This picture is my homage to one of our great friends in San Francisco. We met him (he always reminds me of a young Frank Sinatra, only cooler and with a better sense of humor) and his husband (who looks like a model, but with character – really, you’d have to hate them both if they weren’t so darn nice) today at Union Square and had a great time.
I did, at least.
Enough sugary stuff.
Here’s why I love this thing. First off, it IS a cute way to get rid of the icky dish-soap bottle that usually clutters the sink. But the best part (for me) is that when I saw him use it in his house and commented on it, he said, “Oh, that thing? [snort (his laugh/snort is a national treasure)] Martha Stewart. I’m sure EVERY fag in the city has it.”
Of course his bottle is better looking than mine. He takes the time for details, so I’m sure he’d scrape off the tacky labels.
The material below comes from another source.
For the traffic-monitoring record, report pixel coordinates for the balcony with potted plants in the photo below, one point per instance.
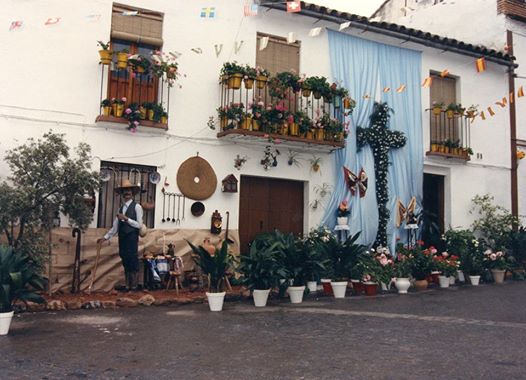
(296, 111)
(138, 89)
(450, 135)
But, hey, what can I say – I can only take the metro thing so far and then my laziness kicks in.

Food names

To the chagrin of some of our friends in San Francisco who like their food terms clear and unsullied, Coco has now finished the triple crown of egg-dish renaming.
Madge coined “yellow egg.” It stuck.
Coco added “spoon egg” (though now I’m not sure if Madge didn’t make that one up, too).
Today, he added “puddle egg.”
It took me a while to figure out what he meant. But once you see him eat, you’ll know why the term is apt.

Friday, August 11, 2006

Where's my supersuit?

For the sake of domestic tranquility I’ll change the names of the innocent in the following vignette.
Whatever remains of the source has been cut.